Bungulla sampeyae

Scientific classification
- Kingdom: Animalia
- Phylum: Arthropoda
- Subphylum: Chelicerata
- Class: Arachnida
- Order: Araneae
- Infraorder: Mygalomorphae
- Family: Idiopidae
- Genus: Bungulla
- Species: B. sampeyae
- Binomial name: Bungulla sampeyae Rix, Raven & Harvey, 2018

= Bungulla sampeyae =

- Genus: Bungulla
- Species: sampeyae
- Authority: Rix, Raven & Harvey, 2018

Species of spider

Bungulla sampeyae is a species of mygalomorph spider in the Idiopidae family. It is endemic to Australia.

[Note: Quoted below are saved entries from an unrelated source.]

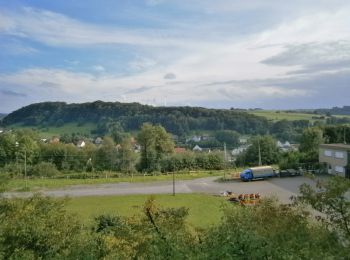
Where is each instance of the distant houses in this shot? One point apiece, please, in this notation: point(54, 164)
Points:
point(286, 146)
point(197, 148)
point(81, 144)
point(98, 141)
point(54, 140)
point(179, 150)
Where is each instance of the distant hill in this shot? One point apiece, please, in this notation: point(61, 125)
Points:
point(345, 110)
point(130, 116)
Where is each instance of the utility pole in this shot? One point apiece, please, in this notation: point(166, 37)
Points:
point(173, 183)
point(344, 135)
point(225, 158)
point(25, 168)
point(259, 153)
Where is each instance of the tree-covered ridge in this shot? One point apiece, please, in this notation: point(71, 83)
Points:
point(177, 120)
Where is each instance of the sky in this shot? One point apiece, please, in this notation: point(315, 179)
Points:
point(267, 54)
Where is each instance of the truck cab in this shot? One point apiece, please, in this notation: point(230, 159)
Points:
point(246, 175)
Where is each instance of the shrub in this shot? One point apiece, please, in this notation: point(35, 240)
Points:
point(44, 169)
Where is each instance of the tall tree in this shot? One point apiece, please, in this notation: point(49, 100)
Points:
point(268, 150)
point(127, 156)
point(309, 144)
point(155, 143)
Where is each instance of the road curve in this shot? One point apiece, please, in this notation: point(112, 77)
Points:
point(283, 188)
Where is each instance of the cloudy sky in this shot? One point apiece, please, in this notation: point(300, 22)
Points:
point(223, 53)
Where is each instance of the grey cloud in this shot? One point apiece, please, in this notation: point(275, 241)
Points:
point(13, 93)
point(314, 57)
point(48, 84)
point(139, 90)
point(170, 75)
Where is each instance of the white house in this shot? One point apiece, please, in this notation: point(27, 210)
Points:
point(81, 144)
point(197, 148)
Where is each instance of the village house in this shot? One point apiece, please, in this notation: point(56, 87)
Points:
point(54, 140)
point(336, 158)
point(81, 144)
point(179, 150)
point(98, 141)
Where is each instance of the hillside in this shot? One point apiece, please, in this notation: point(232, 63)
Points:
point(130, 116)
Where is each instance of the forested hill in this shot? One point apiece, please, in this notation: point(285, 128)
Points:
point(130, 116)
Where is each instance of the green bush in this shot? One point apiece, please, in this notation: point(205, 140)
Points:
point(44, 169)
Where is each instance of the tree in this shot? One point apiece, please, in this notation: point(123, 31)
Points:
point(127, 157)
point(40, 228)
point(269, 231)
point(106, 155)
point(268, 150)
point(290, 160)
point(309, 145)
point(331, 198)
point(155, 143)
point(231, 138)
point(310, 140)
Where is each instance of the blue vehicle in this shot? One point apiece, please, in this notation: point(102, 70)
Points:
point(255, 173)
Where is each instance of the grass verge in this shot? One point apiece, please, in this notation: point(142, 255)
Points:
point(36, 184)
point(204, 210)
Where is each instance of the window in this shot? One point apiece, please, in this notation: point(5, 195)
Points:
point(339, 169)
point(327, 153)
point(339, 155)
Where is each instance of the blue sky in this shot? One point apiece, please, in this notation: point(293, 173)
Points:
point(224, 53)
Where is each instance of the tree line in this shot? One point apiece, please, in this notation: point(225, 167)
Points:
point(156, 154)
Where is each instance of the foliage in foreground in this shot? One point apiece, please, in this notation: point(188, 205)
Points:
point(41, 228)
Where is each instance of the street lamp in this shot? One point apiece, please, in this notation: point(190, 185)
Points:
point(25, 164)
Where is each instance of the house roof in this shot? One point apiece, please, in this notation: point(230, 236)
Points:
point(336, 146)
point(179, 150)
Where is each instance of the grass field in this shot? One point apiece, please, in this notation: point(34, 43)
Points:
point(204, 210)
point(39, 184)
point(276, 115)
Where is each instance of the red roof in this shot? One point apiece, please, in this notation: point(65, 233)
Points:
point(180, 150)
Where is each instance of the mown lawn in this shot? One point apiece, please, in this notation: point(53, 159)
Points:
point(50, 183)
point(204, 210)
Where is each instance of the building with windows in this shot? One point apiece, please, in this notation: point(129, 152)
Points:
point(336, 157)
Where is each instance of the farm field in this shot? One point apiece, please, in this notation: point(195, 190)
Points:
point(204, 210)
point(283, 115)
point(40, 184)
point(276, 115)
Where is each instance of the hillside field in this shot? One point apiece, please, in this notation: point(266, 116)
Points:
point(276, 115)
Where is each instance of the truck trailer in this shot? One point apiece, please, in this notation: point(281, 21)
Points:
point(255, 173)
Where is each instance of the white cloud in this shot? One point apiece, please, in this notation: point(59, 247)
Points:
point(201, 65)
point(99, 68)
point(59, 30)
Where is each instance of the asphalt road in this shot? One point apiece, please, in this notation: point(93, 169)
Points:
point(283, 188)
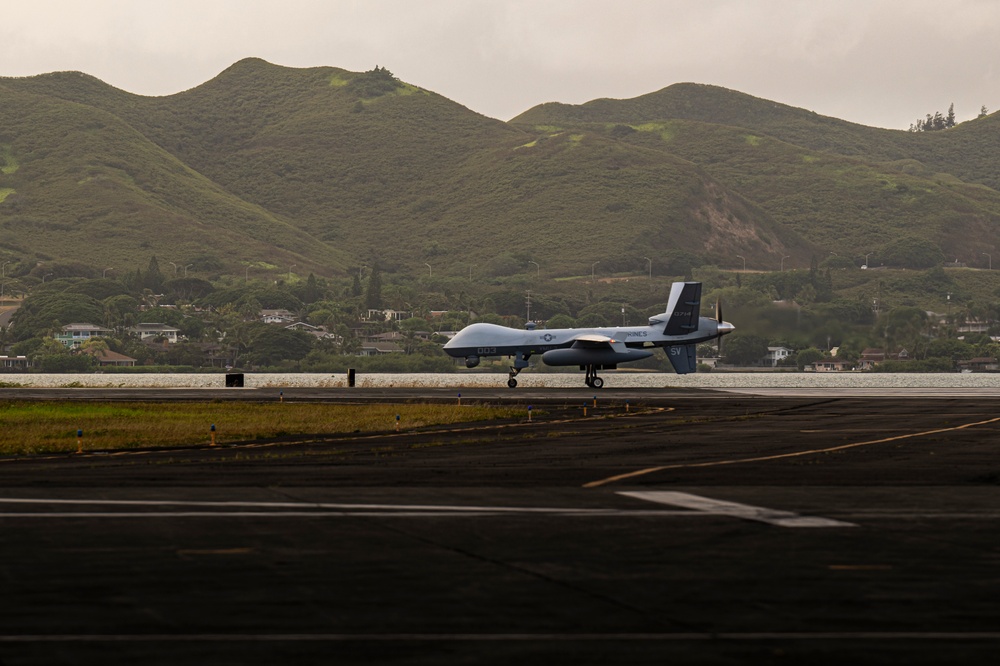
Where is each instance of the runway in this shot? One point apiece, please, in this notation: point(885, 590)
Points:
point(702, 527)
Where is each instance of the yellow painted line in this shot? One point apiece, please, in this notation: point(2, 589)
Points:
point(795, 454)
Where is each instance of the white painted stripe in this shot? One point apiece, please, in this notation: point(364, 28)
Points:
point(734, 509)
point(399, 513)
point(296, 505)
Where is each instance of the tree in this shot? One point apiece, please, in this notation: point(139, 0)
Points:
point(271, 344)
point(42, 312)
point(745, 349)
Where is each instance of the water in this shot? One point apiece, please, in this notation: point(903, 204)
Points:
point(527, 379)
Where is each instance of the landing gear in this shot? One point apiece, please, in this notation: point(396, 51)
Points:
point(520, 363)
point(592, 380)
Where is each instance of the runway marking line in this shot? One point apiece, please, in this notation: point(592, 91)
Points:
point(693, 505)
point(518, 637)
point(734, 509)
point(779, 456)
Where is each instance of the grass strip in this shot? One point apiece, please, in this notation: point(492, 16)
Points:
point(49, 427)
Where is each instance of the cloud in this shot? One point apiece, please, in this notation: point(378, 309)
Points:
point(883, 63)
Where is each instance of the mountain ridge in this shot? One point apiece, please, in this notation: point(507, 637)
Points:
point(328, 169)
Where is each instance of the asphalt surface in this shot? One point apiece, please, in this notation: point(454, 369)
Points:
point(681, 527)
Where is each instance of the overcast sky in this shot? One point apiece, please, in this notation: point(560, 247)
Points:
point(877, 62)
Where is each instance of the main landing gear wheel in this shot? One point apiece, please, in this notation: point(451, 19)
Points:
point(592, 380)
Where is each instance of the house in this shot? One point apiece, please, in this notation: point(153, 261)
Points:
point(379, 348)
point(152, 330)
point(871, 357)
point(109, 359)
point(316, 331)
point(74, 335)
point(830, 365)
point(277, 317)
point(13, 363)
point(388, 315)
point(775, 355)
point(980, 364)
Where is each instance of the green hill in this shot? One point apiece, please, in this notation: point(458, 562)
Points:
point(326, 169)
point(846, 188)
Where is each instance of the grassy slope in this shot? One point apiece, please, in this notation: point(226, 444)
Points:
point(87, 186)
point(336, 173)
point(830, 181)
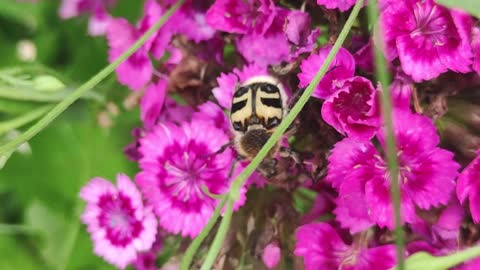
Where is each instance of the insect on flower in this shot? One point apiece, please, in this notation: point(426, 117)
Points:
point(258, 107)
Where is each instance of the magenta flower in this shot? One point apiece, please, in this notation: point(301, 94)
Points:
point(119, 225)
point(228, 82)
point(426, 174)
point(177, 161)
point(322, 248)
point(401, 89)
point(342, 5)
point(136, 71)
point(97, 9)
point(152, 103)
point(342, 67)
point(352, 109)
point(427, 38)
point(242, 17)
point(271, 255)
point(476, 48)
point(469, 187)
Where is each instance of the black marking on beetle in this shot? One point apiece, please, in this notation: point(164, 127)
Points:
point(272, 122)
point(238, 106)
point(268, 88)
point(272, 102)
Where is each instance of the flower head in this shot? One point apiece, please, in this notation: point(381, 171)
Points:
point(96, 8)
point(342, 67)
point(177, 161)
point(468, 187)
point(352, 109)
point(271, 255)
point(426, 174)
point(242, 17)
point(427, 38)
point(119, 224)
point(152, 103)
point(322, 248)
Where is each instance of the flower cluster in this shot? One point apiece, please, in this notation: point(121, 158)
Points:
point(185, 77)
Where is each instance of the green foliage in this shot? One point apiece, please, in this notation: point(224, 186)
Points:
point(470, 6)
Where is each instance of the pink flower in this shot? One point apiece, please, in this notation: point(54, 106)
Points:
point(96, 9)
point(427, 38)
point(476, 48)
point(136, 71)
point(342, 5)
point(469, 187)
point(342, 67)
point(352, 109)
point(322, 248)
point(228, 82)
point(426, 174)
point(401, 89)
point(152, 103)
point(177, 161)
point(271, 255)
point(119, 225)
point(242, 17)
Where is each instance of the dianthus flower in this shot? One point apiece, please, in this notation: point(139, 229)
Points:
point(476, 49)
point(342, 67)
point(342, 5)
point(119, 225)
point(177, 161)
point(227, 82)
point(241, 17)
point(322, 248)
point(468, 186)
point(359, 172)
point(352, 109)
point(271, 255)
point(427, 38)
point(96, 8)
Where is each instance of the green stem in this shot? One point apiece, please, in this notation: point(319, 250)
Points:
point(64, 104)
point(234, 191)
point(192, 249)
point(23, 119)
point(384, 77)
point(219, 237)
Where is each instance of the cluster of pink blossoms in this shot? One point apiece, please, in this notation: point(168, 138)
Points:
point(177, 147)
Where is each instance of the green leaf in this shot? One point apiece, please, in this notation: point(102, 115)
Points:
point(470, 6)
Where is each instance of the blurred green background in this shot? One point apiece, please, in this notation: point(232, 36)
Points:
point(39, 204)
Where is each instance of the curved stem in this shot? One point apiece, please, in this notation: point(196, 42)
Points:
point(64, 104)
point(383, 76)
point(234, 191)
point(219, 237)
point(192, 249)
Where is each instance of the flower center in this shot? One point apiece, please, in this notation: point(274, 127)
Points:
point(118, 220)
point(430, 23)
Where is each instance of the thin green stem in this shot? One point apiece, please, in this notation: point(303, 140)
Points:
point(219, 237)
point(384, 77)
point(64, 104)
point(192, 249)
point(234, 191)
point(23, 119)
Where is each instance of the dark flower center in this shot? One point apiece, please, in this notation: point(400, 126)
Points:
point(118, 219)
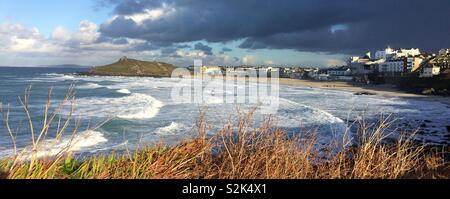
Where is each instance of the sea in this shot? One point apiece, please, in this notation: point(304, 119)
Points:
point(125, 113)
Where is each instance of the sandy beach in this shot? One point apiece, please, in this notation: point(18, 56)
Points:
point(382, 90)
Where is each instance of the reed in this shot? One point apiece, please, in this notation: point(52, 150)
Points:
point(240, 150)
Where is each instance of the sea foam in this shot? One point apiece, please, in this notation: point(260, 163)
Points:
point(134, 106)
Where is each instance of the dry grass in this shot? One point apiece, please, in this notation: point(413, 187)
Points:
point(241, 151)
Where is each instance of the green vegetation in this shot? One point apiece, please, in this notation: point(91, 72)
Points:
point(245, 153)
point(132, 67)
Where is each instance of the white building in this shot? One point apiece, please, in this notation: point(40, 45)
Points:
point(413, 63)
point(407, 52)
point(430, 70)
point(392, 66)
point(390, 53)
point(384, 54)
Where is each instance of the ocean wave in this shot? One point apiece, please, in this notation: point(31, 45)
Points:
point(52, 147)
point(134, 106)
point(89, 86)
point(124, 91)
point(172, 128)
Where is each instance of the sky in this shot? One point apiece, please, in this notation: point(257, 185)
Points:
point(229, 32)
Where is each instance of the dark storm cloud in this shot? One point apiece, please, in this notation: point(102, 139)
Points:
point(304, 25)
point(204, 48)
point(226, 50)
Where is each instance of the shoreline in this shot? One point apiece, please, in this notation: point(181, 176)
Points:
point(385, 90)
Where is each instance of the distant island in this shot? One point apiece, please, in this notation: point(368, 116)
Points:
point(132, 67)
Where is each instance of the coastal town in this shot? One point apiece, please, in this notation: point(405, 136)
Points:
point(393, 66)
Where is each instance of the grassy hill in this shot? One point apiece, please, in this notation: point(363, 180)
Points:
point(132, 67)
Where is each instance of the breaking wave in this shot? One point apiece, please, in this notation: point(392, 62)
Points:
point(90, 86)
point(172, 128)
point(124, 91)
point(134, 106)
point(77, 143)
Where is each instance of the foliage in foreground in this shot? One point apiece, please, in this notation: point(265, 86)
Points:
point(237, 151)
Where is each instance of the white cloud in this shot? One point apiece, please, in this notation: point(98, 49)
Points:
point(150, 14)
point(61, 34)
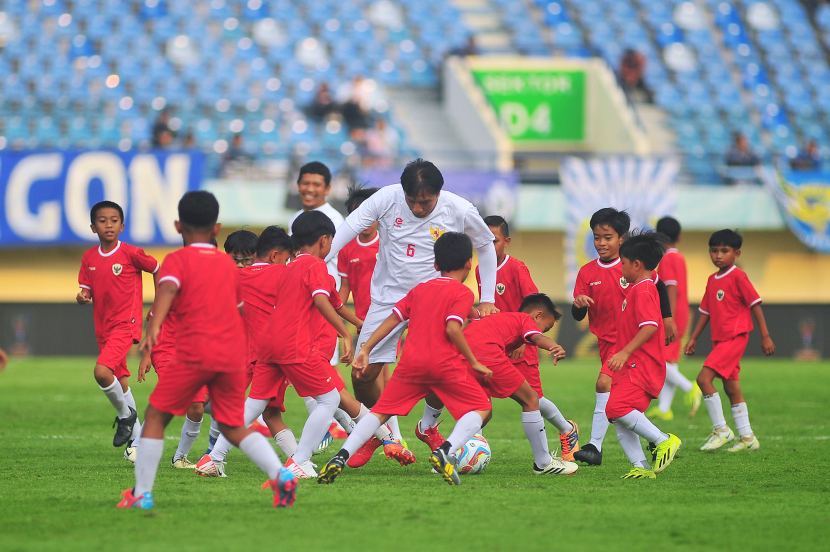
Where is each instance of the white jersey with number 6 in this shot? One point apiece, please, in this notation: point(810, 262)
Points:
point(406, 257)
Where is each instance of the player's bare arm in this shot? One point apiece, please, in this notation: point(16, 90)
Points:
point(692, 344)
point(766, 341)
point(616, 362)
point(456, 336)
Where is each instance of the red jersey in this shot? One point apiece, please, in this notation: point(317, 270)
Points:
point(357, 262)
point(494, 336)
point(209, 328)
point(259, 288)
point(114, 280)
point(290, 333)
point(646, 367)
point(727, 301)
point(672, 271)
point(604, 284)
point(428, 354)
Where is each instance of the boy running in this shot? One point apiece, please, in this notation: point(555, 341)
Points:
point(728, 301)
point(110, 278)
point(204, 285)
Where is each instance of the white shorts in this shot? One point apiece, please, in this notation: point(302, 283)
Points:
point(386, 351)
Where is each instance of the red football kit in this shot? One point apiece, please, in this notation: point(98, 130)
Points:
point(288, 345)
point(672, 271)
point(430, 362)
point(491, 339)
point(644, 373)
point(114, 281)
point(728, 300)
point(357, 262)
point(208, 333)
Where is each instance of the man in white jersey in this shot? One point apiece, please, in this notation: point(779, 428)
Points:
point(411, 216)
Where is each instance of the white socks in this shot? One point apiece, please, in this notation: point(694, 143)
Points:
point(534, 427)
point(741, 417)
point(257, 448)
point(190, 430)
point(552, 414)
point(465, 428)
point(638, 423)
point(715, 408)
point(599, 425)
point(116, 396)
point(430, 418)
point(316, 425)
point(630, 443)
point(286, 442)
point(147, 461)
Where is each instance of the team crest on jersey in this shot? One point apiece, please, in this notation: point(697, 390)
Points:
point(436, 232)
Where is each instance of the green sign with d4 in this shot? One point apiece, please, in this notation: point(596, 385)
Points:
point(536, 106)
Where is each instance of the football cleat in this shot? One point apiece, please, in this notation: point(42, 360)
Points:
point(124, 429)
point(284, 488)
point(364, 453)
point(394, 449)
point(589, 455)
point(693, 399)
point(143, 502)
point(331, 470)
point(639, 473)
point(432, 437)
point(745, 443)
point(557, 466)
point(302, 471)
point(664, 452)
point(446, 464)
point(570, 442)
point(182, 463)
point(206, 467)
point(718, 438)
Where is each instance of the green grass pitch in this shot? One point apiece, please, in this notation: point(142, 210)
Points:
point(60, 479)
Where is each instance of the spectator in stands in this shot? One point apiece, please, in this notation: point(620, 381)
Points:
point(807, 159)
point(740, 154)
point(163, 135)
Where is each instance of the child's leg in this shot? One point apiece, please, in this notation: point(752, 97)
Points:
point(152, 447)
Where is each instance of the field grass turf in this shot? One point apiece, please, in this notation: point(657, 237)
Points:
point(60, 479)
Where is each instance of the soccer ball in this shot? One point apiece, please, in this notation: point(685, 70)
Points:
point(474, 456)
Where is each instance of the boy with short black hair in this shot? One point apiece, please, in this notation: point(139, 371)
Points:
point(639, 364)
point(430, 362)
point(203, 284)
point(728, 301)
point(110, 278)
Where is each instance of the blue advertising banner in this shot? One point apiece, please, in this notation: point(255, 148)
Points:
point(45, 196)
point(804, 199)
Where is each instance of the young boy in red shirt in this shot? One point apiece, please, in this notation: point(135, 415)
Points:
point(639, 363)
point(600, 288)
point(430, 362)
point(110, 278)
point(204, 286)
point(672, 270)
point(728, 301)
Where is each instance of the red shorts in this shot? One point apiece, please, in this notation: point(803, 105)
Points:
point(725, 358)
point(114, 351)
point(315, 376)
point(530, 373)
point(606, 351)
point(175, 391)
point(460, 397)
point(505, 381)
point(625, 397)
point(269, 383)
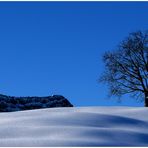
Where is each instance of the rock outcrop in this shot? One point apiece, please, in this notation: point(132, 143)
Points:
point(11, 103)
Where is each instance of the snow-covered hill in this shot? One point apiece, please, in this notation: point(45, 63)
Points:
point(77, 126)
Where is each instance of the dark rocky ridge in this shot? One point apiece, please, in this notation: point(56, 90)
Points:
point(11, 103)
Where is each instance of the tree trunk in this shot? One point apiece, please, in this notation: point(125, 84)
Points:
point(146, 99)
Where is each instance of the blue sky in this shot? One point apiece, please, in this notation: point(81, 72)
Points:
point(56, 47)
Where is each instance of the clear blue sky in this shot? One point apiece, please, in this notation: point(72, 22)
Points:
point(56, 47)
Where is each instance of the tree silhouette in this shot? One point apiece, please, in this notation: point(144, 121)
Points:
point(126, 68)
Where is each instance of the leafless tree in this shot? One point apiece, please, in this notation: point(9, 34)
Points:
point(126, 68)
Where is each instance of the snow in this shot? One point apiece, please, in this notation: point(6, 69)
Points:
point(75, 126)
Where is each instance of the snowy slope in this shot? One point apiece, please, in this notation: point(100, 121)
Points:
point(83, 126)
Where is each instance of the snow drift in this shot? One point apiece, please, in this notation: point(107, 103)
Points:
point(77, 126)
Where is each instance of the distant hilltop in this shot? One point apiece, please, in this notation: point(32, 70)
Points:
point(11, 103)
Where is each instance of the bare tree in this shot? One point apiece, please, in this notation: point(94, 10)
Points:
point(126, 68)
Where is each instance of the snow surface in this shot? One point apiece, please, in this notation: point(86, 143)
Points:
point(77, 126)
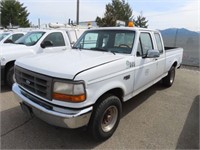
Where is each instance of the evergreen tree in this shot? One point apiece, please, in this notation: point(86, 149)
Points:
point(117, 10)
point(141, 21)
point(13, 13)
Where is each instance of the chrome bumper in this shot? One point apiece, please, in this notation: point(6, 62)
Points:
point(69, 119)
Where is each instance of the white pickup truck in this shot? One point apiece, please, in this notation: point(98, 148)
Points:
point(87, 85)
point(10, 36)
point(35, 42)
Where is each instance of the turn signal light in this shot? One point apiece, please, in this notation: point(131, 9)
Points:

It was described in 2018 by Australian arachnologists Michael Rix, Robert Raven and Mark Harvey. The specific epithet sampeyae honours Alison Sampey for her efforts during the fieldwork of the Southern Carnarvon Survey, and for her assistance in the analysis and publication of the data.

==Distribution and habitat==
The species occurs in Western Australia in the north-western Yalgoo and northern Geraldton Sandplains bioregions, in the vicinity of Shark Bay, from the Carrarang Peninsula southwards to Zuytdorp. The type locality is Zuytdorp.